Uma fachada comprida de sete vãos, um portão com uma pedra de armas militar por cima e, em cada canto virado a norte, um torreão esguio com telhado de mansarda. A lápide sobre o portão diz que a rainha D. Maria I mandou construir o quartel em 1795 para o regimento que havia de guarnecer a cidade. O texto da classificação chama-lhe um dos quartéis mais antigos do país, e continua a ser militar, por isso não se entra. O surpreendente é o tempo que levou a existir.
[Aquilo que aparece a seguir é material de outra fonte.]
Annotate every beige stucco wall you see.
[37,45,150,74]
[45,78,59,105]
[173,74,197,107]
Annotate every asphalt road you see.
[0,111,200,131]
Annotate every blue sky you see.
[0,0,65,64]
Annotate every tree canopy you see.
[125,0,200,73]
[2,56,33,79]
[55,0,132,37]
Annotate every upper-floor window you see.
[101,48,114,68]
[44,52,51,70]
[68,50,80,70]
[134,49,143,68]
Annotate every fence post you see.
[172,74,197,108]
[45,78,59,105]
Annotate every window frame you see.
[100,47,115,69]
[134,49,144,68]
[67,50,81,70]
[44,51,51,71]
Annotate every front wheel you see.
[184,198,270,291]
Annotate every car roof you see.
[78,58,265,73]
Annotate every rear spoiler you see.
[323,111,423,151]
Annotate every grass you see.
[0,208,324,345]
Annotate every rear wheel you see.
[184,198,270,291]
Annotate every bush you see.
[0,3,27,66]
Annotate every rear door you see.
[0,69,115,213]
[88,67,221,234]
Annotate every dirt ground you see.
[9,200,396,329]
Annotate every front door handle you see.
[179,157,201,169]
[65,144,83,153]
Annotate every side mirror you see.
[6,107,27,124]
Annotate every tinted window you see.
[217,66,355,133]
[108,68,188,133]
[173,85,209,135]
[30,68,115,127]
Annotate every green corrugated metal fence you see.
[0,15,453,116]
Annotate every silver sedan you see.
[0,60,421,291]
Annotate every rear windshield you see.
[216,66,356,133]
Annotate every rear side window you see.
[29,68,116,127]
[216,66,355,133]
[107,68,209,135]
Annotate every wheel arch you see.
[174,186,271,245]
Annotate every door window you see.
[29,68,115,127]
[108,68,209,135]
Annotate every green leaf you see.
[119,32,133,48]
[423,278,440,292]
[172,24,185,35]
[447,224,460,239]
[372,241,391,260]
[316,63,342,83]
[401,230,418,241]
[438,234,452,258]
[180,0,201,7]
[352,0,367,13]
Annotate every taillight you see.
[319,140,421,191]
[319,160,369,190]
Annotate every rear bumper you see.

As obras pararam pouco depois de 1795, o edifício meio feito foi hospital de coléricos em 1833, os trabalhos foram retomados em 1856 e só por volta de 1900 os soldados se instalaram.
Por volta de 1780, o regimento de infantaria do Algarve foi transferido de Faro para Tavira, e o governador, o conde de Val de Reis, pressionou a corte para ter um quartel que o alojasse condignamente. A inscrição sobre o portão dá-lhe o mérito: construído em 1795 no reinado de D. Maria I, a instâncias dele e sob a sua direção. Quem desenhou o projeto, não se sabe. O SIPA escreve desconhecido; a câmara aponta para o coronel engenheiro José de Sande Vasconcelos, que tinha trabalhado em Vila Real de Santo António e que em 1795, por ordem do governador, desenhou um hospital militar para Tavira. É um bom palpite, nada mais.
Segundo a câmara, as obras pararam pouco depois de 1795 e só foram retomadas em 1856. Pelo meio ficaram as invasões francesas, a fuga da corte para o Brasil, a implantação do liberalismo e a guerra civil. Entretanto os soldados viviam em casas particulares na cidade e, a partir de 1835, no extinto Convento de Nossa Senhora da Graça. O edifício inacabado teve uso na mesma: durante a epidemia de cólera de 1833 serviu de hospital para os doentes civis da cidade. Só ficou concluído no início dos anos 1900, e só então a guarnição de Tavira se mudou para lá. Por isso a data sobre o portão engana um pouco. 1795 é o ano em que se começou.
As unidades da cidade mudaram de nome mais vezes do que o edifício mudou de forma. O Regimento de Infantaria 14 foi extinto por volta de 1837, depois de ter apoiado D. Miguel na guerra civil. Vieram depois os batalhões de Caçadores 5 e 4; o último mandou homens para as colunas de Mousinho de Albuquerque em 1895, e segundo o Povo Algarvio (1960) o rei D. Carlos disse em 1897 que era uma honra estar num quartel com tantos bravos vindos de África. A partir de 1939 o quartel formou sargentos milicianos, desde 1948 como unidade CISMI, até 1975. Em 2008 instalou-se o Regimento de Infantaria 1, que em 2015 seguiu para Beja. Ficaram cerca de 50 homens.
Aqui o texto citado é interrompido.